Lei fu mai fermato a un posto di blocco?
«Sì, nel marzo del '45, ma mentre venivo scortato in caserma in bicicletta riuscii a scappare. Le strade di Vendoglio (Treppo Grande) le conoscevo come le mie tasche e mi intrufolai a tutta velocità in una stradina di campagna, invece di seguire la discesa della strada principale».
Non la trovarono più?
«Conobbi momenti di terrore, i più brutti della mia vita. Abbandonai la bicicletta e scappai fra i filari delle viti. Entrai in un fienile e mi nascosi nella paglia, dopo aver ritirato la scala. Sentivo i tonfi degli scarponi dei tedeschi sul pavimento. Avevo vent'anni, ma la mia cultura, la mia forza non servivano a niente. Ero disarmato. Morto».
Poi fu condannato a morte.
«Dovetti costituirmi, altrimenti avrebbero dato fuoco alla mia casa e a chi ci stava dentro. I tedeschi mi portarono nelle carceri di via Spalato a Udine e mi condannarono a morte insieme ad altri 29. Durante lo pseudo processo mi difesi dicendo che mi sentivo un soldato che combatteva per l'Italia e che volevo essere trattato come un prigioniero di guerra. Mi sentivo un ribelle. Ma per loro eravamo solo banditi da fucilare».
Come si salvò?
«Per intercessione dell'arcivescovo Giuseppe Nogara la condanna divenne sospensione di esecuzione per 20 giorni. Io mi ammalai gravemente di appendicite, rischiavo di morire come un ammalato qualunque. 24 di quei 30 furono poi fucilati. Una crudeltà: era orami aprile, cosa avrebbero potuto fare quei prigionieri disarmati?».
Il giorno della Liberazione dove si trovava?
«Su un letto da bambino, nel reparto pediatrico dell'ospedale di Udine. Il giorno prima i tedeschi erano venuti a cercarmi e gli infermieri, consci della mia identità, mi avevano fasciato come una mummia e mi avevano piazzato su un lettino. Mostrarono ai tedeschi il mio letto vuoto dicendo che ero fuggito».
Lei è stato eletto più volte sindaco.
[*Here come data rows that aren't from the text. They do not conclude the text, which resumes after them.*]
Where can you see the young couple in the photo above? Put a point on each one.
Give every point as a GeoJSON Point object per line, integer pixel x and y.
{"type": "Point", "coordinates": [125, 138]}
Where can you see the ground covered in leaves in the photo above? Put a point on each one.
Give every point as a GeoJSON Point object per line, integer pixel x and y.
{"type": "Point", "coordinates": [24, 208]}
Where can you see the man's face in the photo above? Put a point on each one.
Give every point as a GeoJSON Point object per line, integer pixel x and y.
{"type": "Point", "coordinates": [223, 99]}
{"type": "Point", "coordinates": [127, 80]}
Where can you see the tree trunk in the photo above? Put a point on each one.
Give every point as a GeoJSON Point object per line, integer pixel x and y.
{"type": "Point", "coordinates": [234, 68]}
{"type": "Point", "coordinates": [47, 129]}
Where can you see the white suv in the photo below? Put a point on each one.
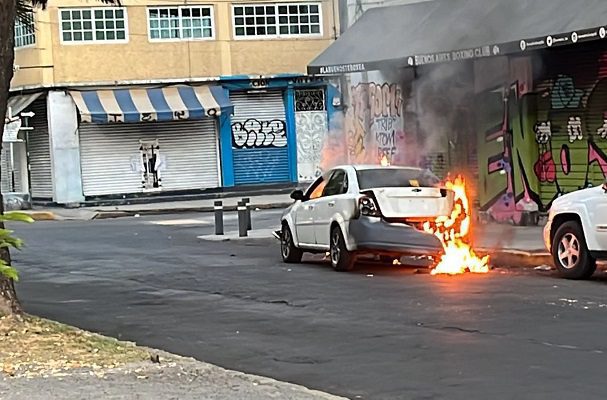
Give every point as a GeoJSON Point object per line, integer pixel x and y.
{"type": "Point", "coordinates": [576, 232]}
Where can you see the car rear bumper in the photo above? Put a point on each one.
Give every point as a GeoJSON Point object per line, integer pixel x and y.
{"type": "Point", "coordinates": [376, 235]}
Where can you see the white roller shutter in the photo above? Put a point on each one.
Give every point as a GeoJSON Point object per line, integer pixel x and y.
{"type": "Point", "coordinates": [108, 152]}
{"type": "Point", "coordinates": [261, 155]}
{"type": "Point", "coordinates": [38, 146]}
{"type": "Point", "coordinates": [19, 164]}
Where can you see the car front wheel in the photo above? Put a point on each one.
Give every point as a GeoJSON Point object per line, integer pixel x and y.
{"type": "Point", "coordinates": [571, 256]}
{"type": "Point", "coordinates": [290, 253]}
{"type": "Point", "coordinates": [341, 258]}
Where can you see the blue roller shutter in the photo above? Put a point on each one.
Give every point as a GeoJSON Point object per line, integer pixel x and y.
{"type": "Point", "coordinates": [259, 137]}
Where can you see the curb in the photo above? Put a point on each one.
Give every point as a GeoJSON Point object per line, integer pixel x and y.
{"type": "Point", "coordinates": [160, 211]}
{"type": "Point", "coordinates": [42, 215]}
{"type": "Point", "coordinates": [516, 258]}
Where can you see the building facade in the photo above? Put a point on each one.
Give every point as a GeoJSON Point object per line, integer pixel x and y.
{"type": "Point", "coordinates": [154, 97]}
{"type": "Point", "coordinates": [515, 104]}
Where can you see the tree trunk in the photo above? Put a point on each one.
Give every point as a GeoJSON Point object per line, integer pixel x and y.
{"type": "Point", "coordinates": [9, 304]}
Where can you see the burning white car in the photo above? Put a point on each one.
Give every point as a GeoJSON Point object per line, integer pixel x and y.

Da che parte stava?
«Ero nella lista della Dc come indipendente, nonostante fossi di estrazione cattolica. È nelle file dell'Azione Cattolica che ho imparato a onorare gli ideali della vita. Una volta sindaco, mi sceglievo sempre come assessore fidato un uomo della minoranza e gli affidavo deleghe importanti. Del resto ero molto impegnato con il lavoro di notaio. Oggi lotte e coltello. Allora i tempi erano diversi».
Perché?
«Ma vaga ahimè nella notte, vive come nell'Ade/ senza il divino la nostra progenie» ha scritto Hölderlin. E non parla di religiosità, ma di spiritualità. Quella che oggi manca».
Come se li sente addosso, questi novant'anni?
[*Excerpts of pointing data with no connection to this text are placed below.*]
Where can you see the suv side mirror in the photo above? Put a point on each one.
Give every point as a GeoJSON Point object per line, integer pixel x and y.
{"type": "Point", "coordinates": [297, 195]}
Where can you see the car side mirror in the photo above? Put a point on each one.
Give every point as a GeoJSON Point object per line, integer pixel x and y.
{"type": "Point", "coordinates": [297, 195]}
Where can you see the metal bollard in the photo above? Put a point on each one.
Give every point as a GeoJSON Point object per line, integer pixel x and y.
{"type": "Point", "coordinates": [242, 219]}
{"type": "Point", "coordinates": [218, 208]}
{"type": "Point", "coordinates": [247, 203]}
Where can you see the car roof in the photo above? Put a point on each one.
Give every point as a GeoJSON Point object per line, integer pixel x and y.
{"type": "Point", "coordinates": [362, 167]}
«Nel tempo assoluto solo un attimo, ma vissuti sono intensi, riempiti come sono da una caterva di emozioni, da chiudere in un grande lenzuolo e da portare in granaio, insieme ai giocattoli, alle piccole biciclette, ai ricordi e ai segni di quando eravamo fanciulli. Là questi ricordi non invecchieranno. Novant'anni sono un niente, eppure sono tantissimi».